Artist Feature: Dan Witz
"...the smell of leather jackets, sweat, and clove cigarettes."
Moshing, slam dancing, thrashing, skanking. A sweaty hot mess, swaying and pushing into the humid crowd, fostering unrestricted self-expression and interaction with a loud pounding soundscape. The pit, the bedroom of hardcore music.
I remember my first pit experience; 1991 Detroit, Gangster Fun opening for Fugazi, absolutely the most liberating experience of my 14-year-old self. I remember what I wore, the smell of leather jackets, sweat, and clove cigarettes. The beginning of what would become decades of dance halls and underground clubs, Nat Shermans, red lipstick, Doc Martins, and slam dancing! The art of the pit boils down to the boundaries that you define at any given moment. This is beautiful to me. The crowd shifts and swirls in front of a stage, the point of impact, forceful but friendly, an exhilarating release of aggression, a release of passion, an enigmatic grace.

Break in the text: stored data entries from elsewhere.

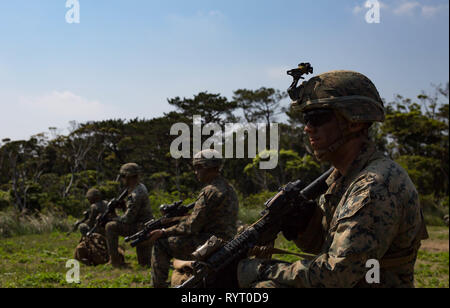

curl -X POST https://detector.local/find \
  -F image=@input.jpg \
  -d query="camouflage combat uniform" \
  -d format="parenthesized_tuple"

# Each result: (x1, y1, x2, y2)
(79, 200, 107, 236)
(105, 183, 154, 266)
(239, 141, 428, 288)
(151, 175, 239, 288)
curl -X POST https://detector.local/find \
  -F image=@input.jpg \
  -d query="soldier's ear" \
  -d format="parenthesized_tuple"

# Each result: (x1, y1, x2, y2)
(348, 122, 366, 133)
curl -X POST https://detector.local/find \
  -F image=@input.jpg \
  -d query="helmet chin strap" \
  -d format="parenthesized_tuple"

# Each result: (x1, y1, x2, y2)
(314, 131, 365, 161)
(314, 112, 366, 161)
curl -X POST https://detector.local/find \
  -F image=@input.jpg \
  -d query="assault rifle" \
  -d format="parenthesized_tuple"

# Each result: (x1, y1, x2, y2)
(124, 200, 196, 247)
(86, 189, 128, 237)
(67, 210, 89, 235)
(178, 168, 334, 288)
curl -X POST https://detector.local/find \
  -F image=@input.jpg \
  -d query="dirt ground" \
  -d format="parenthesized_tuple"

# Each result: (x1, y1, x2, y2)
(421, 226, 449, 252)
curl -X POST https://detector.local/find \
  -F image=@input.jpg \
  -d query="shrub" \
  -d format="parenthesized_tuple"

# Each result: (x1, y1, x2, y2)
(0, 209, 71, 238)
(0, 190, 10, 211)
(421, 194, 448, 226)
(241, 191, 274, 209)
(149, 190, 197, 218)
(238, 191, 275, 224)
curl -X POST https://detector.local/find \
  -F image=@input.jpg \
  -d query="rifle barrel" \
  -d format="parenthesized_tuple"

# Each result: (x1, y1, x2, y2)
(300, 168, 334, 200)
(125, 201, 196, 247)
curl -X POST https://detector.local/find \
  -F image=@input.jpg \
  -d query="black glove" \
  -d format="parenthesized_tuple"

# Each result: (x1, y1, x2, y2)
(281, 200, 317, 241)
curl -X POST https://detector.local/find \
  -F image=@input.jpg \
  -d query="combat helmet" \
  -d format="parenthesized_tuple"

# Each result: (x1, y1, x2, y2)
(292, 70, 385, 123)
(291, 70, 385, 160)
(119, 163, 141, 177)
(193, 149, 222, 169)
(86, 188, 101, 201)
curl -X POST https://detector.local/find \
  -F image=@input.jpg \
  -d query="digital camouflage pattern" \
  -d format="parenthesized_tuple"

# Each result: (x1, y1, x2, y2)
(292, 70, 385, 123)
(74, 233, 109, 266)
(105, 221, 152, 266)
(118, 183, 153, 225)
(105, 183, 153, 266)
(79, 200, 107, 236)
(238, 141, 428, 288)
(74, 233, 122, 266)
(163, 175, 239, 240)
(151, 233, 213, 288)
(151, 175, 239, 287)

The work of Dan Witz embodies the energy and pulse of the hardcore music scene. Unimpressed by what he was seeing in the late 70s/early 80s NY gallery art scene, he utilized his formal academic training and applied it to the street art scene, soon becoming a pioneer. Street art was his go-to for many years, alongside the punk subculture. Becoming a museum enthusiast by day and a staple in the punk scene by night, he became inspired by both classical art and the energy and authenticity of the hardcore music scene. Fusing the two, he took his art in a new direction. Utilizing his academic realist style, he began documenting the chaotic nightlife of the punk music scene.
“I discovered in my museum wanderings – especially in the epic baroque multi-figure pieces – that painting actually had plenty of potential for the adrenaline and animalistic frenzy I craved. The action, especially in the large set pieces by Rubens, Brueghel, and Bosch can be dizzying, sometimes it even manages to achieve an almost punk-rock pitch of chaos and catharsis.”